Plus les micro-travailleurs croiront qu’ils sont nombreux, plus ils alimenteront une dynamique concurrentielle qui les fragilise. Metamorworks/Shutterstock

Ne pas céder aux « gros chiffres »

En définitive, on peut affirmer que, non, la France ne compte pas 250 000 micro-travailleurs, même occasionnels. Un ordre de grandeur dix fois moindre nous paraît plus vraisemblable, même s’il faut rester prudent vis-à-vis de cette extrapolation. Il nous semble en tous cas crucial de ne pas laisser circuler le chiffre de 250 000 individus pratiquant le micro-travail en France (retenu par la presse, et repris par les auteurs de l’étude).

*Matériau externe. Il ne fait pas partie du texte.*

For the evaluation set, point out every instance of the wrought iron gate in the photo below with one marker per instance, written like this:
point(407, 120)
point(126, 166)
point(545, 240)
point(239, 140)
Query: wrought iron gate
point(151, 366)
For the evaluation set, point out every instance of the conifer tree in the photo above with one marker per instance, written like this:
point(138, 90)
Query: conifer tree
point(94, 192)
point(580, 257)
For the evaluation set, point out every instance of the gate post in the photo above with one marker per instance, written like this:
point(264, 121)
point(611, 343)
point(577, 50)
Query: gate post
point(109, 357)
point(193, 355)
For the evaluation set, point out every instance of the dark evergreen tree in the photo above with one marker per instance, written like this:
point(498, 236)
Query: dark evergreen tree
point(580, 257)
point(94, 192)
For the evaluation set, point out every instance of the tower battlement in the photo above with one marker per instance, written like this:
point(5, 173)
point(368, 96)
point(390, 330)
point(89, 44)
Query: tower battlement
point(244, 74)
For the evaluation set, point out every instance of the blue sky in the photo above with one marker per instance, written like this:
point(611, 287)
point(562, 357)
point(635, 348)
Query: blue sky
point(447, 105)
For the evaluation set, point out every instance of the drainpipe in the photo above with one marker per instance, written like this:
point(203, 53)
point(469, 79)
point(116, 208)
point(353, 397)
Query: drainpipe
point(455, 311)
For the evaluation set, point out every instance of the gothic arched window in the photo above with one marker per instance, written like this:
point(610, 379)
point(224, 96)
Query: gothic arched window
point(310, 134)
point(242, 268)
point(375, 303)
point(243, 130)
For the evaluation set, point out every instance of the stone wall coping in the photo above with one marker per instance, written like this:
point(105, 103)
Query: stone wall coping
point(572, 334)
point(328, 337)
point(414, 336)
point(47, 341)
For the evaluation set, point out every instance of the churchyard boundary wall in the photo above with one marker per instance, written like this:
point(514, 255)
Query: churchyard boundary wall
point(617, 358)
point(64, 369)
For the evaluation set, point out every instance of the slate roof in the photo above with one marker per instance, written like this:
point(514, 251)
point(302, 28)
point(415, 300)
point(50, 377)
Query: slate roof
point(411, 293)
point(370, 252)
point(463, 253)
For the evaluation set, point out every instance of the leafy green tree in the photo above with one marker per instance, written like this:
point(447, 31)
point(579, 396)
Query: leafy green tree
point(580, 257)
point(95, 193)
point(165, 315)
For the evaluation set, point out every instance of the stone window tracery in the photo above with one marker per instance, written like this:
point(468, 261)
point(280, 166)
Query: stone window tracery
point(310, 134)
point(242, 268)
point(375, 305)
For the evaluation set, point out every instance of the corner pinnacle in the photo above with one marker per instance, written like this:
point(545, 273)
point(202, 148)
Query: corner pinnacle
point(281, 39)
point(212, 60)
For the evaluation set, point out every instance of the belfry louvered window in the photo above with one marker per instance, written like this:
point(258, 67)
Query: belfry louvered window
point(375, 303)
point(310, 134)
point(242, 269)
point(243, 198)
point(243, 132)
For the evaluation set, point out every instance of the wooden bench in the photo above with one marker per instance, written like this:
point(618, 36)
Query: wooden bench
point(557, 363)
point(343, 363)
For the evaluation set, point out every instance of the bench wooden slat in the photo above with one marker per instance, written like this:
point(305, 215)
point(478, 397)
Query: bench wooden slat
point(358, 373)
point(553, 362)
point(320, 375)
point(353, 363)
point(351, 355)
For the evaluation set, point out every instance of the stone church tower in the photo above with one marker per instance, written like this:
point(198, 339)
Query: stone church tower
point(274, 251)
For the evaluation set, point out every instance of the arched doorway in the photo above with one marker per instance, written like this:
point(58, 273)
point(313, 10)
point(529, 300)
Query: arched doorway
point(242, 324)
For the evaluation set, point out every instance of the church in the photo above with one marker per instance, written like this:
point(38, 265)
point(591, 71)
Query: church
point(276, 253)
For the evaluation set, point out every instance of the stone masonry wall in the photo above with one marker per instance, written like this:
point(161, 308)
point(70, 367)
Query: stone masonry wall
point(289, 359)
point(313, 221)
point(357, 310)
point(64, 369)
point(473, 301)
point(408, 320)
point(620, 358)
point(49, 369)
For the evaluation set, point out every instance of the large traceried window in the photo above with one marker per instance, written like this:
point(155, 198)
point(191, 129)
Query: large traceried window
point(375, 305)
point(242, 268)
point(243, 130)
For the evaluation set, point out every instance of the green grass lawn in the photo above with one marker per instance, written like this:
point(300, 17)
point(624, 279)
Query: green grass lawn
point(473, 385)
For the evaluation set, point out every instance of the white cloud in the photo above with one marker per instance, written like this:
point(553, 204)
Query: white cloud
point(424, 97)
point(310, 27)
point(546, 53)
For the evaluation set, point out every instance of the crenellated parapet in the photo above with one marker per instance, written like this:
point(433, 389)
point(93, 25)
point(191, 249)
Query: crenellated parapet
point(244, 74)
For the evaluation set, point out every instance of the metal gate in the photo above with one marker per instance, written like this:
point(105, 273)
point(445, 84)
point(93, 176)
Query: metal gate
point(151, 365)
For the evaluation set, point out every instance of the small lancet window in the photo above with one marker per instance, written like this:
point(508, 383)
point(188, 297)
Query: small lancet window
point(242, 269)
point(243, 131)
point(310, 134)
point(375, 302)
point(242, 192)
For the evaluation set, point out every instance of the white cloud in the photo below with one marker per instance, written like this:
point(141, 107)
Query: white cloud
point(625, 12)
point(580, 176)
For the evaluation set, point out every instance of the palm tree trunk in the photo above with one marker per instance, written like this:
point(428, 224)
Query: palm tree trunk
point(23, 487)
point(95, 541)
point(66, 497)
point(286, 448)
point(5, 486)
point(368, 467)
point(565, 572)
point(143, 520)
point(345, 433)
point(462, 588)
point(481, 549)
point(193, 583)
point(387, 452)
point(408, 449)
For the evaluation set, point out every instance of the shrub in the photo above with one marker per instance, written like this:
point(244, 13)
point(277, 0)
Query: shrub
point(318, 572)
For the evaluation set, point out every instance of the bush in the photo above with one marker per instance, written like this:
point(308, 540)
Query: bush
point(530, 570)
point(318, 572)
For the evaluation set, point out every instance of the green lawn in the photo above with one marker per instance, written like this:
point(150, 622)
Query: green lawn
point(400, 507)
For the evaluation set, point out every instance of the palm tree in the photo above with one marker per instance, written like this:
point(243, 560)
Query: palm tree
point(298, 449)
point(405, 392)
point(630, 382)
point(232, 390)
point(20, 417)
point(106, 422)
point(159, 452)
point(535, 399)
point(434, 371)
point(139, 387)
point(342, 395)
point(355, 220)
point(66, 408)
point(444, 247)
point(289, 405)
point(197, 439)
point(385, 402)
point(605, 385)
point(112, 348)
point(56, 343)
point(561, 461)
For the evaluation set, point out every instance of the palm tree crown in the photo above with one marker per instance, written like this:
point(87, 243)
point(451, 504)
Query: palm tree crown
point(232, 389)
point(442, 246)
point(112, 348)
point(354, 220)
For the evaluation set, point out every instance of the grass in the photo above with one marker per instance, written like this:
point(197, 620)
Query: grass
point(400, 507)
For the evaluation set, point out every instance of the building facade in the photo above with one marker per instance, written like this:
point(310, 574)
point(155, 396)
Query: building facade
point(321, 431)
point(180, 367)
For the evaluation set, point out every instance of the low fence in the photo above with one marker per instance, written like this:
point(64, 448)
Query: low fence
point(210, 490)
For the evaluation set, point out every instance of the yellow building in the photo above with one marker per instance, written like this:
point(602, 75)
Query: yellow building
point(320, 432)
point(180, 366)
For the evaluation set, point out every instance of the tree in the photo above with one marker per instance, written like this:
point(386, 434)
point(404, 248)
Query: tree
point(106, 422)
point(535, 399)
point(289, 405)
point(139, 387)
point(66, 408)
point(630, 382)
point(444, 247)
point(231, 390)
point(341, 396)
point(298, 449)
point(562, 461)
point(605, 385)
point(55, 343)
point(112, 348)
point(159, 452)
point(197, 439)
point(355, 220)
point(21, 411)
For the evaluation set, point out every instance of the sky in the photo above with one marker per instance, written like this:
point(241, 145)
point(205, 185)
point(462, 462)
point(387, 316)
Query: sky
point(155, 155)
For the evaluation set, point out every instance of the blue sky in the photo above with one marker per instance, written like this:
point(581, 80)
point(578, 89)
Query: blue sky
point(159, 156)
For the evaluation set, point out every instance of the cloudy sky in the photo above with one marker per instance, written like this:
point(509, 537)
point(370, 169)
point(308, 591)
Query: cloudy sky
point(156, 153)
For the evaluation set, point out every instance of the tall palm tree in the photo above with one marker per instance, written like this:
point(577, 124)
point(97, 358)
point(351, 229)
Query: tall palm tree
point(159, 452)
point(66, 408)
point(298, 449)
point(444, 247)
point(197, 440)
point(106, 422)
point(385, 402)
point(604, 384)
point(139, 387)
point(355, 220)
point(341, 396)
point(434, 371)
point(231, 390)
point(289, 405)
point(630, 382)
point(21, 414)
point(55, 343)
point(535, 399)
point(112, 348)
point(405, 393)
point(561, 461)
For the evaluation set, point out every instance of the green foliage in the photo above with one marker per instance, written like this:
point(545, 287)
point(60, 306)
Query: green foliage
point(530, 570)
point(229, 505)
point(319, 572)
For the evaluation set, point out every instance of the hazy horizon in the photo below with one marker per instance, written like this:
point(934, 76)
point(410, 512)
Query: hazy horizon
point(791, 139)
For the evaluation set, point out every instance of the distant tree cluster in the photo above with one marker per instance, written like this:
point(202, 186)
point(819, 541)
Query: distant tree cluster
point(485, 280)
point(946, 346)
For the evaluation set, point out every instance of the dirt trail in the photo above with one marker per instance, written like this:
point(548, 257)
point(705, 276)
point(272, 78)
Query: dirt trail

Si nous refusons de céder aux « gros chiffres », ce n’est pas pour minimiser les questions et problèmes que posent les plates-formes de micro-travail. Bien au contraire ! Ce phénomène mérite indiscutablement toute l’attention des chercheurs, des partenaires sociaux et des pouvoirs publics. Mais il est dangereux d’exagérer à cette fin l’ampleur du phénomène. Ne pas céder aux « gros chiffres » c’est aussi refuser de contribuer à faire exister le mythe de la foule. Sur certaines plates-formes de crowdworking, la foule n’en est clairement pas une. Dans le cas de Foule Factory/Wirk, c’est peut-être même une « poignée » de travailleurs qui font véritablement tourner la plate-forme. Mais, plus ces travailleurs croiront qu’ils sont des dizaines de milliers, plus ils alimenteront une dynamique concurrentielle qui les fragilise. C’est aussi cela qu’il s’agit d’endiguer.